色に想ふ 〜森本景一色彩論〜 「配色」

補色対比

「良い色」とよく言うがこれは一体何を示すのであろう。それとは逆に「悪い色」というものは存在するのであろうか。
いずれにしてもこれらは色を心地良く感じるか否かである。
では、ここで少し色から離れて、人にとっての「心地良さ」とは何かについて考えてみよう。

音楽や美術、その他、人が五感で感じる「心地良さ」には共通する何かがあるのではないだろうか。
食べ物で例えれば安らげるおふくろの味。また出会いと感動の新鮮な味。
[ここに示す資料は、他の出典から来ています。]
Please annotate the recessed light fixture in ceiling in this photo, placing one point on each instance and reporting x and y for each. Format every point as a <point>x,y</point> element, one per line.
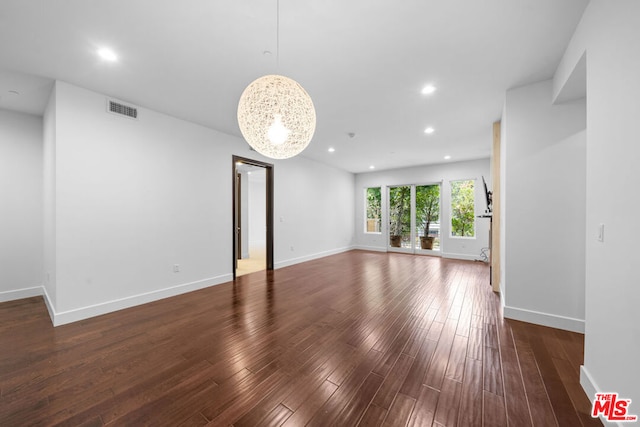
<point>107,54</point>
<point>428,89</point>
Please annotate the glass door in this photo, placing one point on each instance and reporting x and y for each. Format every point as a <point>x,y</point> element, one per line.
<point>427,217</point>
<point>414,218</point>
<point>400,209</point>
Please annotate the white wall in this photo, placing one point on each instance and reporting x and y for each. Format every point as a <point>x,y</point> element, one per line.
<point>48,220</point>
<point>313,214</point>
<point>451,247</point>
<point>135,197</point>
<point>20,205</point>
<point>610,35</point>
<point>543,267</point>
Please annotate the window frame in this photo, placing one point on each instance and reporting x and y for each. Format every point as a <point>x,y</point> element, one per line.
<point>451,210</point>
<point>366,211</point>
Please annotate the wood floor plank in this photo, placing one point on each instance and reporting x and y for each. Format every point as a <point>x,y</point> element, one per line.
<point>425,408</point>
<point>494,414</point>
<point>470,413</point>
<point>448,403</point>
<point>358,338</point>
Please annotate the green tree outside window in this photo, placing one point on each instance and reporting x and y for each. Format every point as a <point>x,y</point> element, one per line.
<point>462,208</point>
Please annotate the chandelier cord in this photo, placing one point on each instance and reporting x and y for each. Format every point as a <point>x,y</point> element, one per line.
<point>278,36</point>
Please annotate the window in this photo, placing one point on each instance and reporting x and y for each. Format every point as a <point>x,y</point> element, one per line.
<point>463,208</point>
<point>373,208</point>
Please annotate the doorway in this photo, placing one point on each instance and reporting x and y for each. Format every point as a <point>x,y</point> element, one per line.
<point>414,218</point>
<point>248,210</point>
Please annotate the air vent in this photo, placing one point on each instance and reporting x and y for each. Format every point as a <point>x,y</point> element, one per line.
<point>124,110</point>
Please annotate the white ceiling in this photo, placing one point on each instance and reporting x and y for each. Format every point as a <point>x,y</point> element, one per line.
<point>363,62</point>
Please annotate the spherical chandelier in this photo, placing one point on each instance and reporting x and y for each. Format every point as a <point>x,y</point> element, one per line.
<point>276,116</point>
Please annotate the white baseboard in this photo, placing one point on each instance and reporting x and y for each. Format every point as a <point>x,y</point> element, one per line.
<point>591,388</point>
<point>466,257</point>
<point>69,316</point>
<point>36,291</point>
<point>370,248</point>
<point>544,319</point>
<point>293,261</point>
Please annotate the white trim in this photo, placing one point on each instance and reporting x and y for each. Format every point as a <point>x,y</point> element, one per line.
<point>544,319</point>
<point>36,291</point>
<point>69,316</point>
<point>590,388</point>
<point>293,261</point>
<point>371,248</point>
<point>49,304</point>
<point>459,256</point>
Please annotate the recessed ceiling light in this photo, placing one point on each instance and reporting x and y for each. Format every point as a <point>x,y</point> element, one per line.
<point>428,89</point>
<point>107,54</point>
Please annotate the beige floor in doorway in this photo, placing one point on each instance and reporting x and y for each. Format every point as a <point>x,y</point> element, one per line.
<point>257,261</point>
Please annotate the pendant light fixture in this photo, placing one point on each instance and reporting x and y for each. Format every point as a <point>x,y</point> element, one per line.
<point>275,114</point>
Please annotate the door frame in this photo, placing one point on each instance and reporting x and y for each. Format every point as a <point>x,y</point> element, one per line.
<point>269,209</point>
<point>415,248</point>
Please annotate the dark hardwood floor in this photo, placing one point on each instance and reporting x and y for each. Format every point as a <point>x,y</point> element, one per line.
<point>359,338</point>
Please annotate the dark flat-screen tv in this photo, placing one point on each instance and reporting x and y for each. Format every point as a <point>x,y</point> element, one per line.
<point>488,196</point>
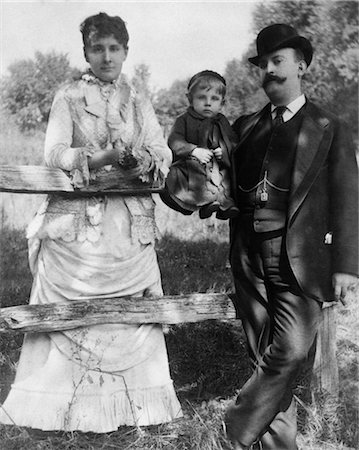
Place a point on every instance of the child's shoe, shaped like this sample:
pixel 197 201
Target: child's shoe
pixel 207 210
pixel 229 213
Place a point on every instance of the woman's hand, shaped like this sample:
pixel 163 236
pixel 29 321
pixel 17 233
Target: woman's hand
pixel 202 154
pixel 218 152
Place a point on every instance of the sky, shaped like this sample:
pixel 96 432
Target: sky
pixel 175 39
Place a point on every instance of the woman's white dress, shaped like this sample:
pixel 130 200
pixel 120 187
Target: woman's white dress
pixel 97 378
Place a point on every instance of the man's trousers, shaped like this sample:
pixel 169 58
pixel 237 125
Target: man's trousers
pixel 280 323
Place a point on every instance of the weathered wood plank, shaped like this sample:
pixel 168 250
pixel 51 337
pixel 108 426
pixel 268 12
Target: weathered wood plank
pixel 44 180
pixel 166 310
pixel 325 369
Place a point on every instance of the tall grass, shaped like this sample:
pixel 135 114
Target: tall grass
pixel 208 363
pixel 208 360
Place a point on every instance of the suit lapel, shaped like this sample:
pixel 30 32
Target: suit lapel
pixel 312 149
pixel 249 126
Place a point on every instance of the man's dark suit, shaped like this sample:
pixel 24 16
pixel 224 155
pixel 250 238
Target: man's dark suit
pixel 323 199
pixel 281 312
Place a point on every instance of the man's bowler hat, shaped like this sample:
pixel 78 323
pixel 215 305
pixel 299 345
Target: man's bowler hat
pixel 278 36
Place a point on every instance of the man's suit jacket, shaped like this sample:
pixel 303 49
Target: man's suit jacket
pixel 323 199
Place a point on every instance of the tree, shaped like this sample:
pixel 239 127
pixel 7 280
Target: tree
pixel 28 90
pixel 332 79
pixel 169 103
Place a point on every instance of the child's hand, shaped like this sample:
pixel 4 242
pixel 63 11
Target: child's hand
pixel 202 154
pixel 218 152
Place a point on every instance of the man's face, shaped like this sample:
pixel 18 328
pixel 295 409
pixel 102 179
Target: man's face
pixel 281 73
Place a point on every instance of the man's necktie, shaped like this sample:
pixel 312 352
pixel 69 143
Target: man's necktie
pixel 279 115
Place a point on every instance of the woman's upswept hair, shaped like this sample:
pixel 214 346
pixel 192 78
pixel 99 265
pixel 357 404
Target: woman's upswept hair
pixel 103 25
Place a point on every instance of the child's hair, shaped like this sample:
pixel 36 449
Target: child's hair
pixel 103 25
pixel 205 80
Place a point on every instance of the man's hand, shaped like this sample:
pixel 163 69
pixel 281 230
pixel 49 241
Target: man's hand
pixel 202 154
pixel 218 152
pixel 342 283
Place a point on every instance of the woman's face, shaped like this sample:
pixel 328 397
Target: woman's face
pixel 105 56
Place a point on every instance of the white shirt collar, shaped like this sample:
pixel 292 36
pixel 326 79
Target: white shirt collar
pixel 292 108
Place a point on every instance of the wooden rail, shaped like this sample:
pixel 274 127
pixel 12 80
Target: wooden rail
pixel 45 180
pixel 166 310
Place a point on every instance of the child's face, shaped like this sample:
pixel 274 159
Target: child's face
pixel 207 101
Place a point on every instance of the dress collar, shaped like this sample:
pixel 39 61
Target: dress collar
pixel 91 78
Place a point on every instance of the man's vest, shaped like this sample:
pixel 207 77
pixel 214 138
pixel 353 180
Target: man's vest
pixel 265 172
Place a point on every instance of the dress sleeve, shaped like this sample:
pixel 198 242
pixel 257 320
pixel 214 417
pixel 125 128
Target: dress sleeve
pixel 177 140
pixel 58 141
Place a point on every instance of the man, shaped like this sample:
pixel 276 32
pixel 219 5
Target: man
pixel 295 243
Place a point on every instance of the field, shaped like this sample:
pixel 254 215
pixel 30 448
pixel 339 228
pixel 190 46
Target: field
pixel 208 361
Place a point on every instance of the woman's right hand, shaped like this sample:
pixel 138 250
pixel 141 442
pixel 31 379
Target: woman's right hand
pixel 202 154
pixel 103 158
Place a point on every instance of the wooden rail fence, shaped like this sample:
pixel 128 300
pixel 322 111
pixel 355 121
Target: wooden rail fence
pixel 166 310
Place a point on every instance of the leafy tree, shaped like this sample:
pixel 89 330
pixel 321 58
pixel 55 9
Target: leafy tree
pixel 169 103
pixel 28 90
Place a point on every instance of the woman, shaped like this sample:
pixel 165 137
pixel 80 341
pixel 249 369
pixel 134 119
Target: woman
pixel 100 377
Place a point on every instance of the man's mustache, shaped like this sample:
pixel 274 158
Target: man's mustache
pixel 268 78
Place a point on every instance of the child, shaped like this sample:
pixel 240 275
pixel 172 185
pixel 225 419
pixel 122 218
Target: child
pixel 201 140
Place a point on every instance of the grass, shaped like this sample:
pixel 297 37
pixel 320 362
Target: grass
pixel 208 360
これら全て心地良いものであり、つい欲してしてしまう。
では、この心地良さとはどこから来るのか。
例えば食べ物を美味しく感じて貰う為の一番簡単な方法は、相手のお腹を空かさせる事である。
また、寒い時には暖かい食べ物や環境、暑い時には涼しい食べ物や環境。
タイミングや組み合わせを踏まえて、その人にとって欲っするものが得られた時、つまり欲求を満たした時に人は心地良さを感じるのだろう。
甘い和菓子に抹茶の苦みが美味しく感じる。白いご飯とおかずの関係。食べ物と飲み物。
これらは人が求めるバランス感覚ではないのか。
この生理的現象は色にも当てはまるのではないだろうか。

色相環、これは色立体の水平断面である。

(画像)

色がグラデーション状に変化していくのが分かって頂けるであろう。
人の目は無意識のうちにこれらの色を均等に受け入れようとしている。
つまり目は刺激のある一色を見続けた場合、その片寄った方向を元に戻そうと、反対色を求めようとするのである。
反対色とはこの色相環では向かい合う色同士の事だ。
この関係を「補色の関係」といい、これらを混ぜ合わせると必ず無彩色(ニュートラルグレー)になるのである。
目はニュートラルな状態を保つために無意識に補色を求めているのである。

人々にとって「心地良い配色」とは生理的に「求め合う色」なのかもしれない。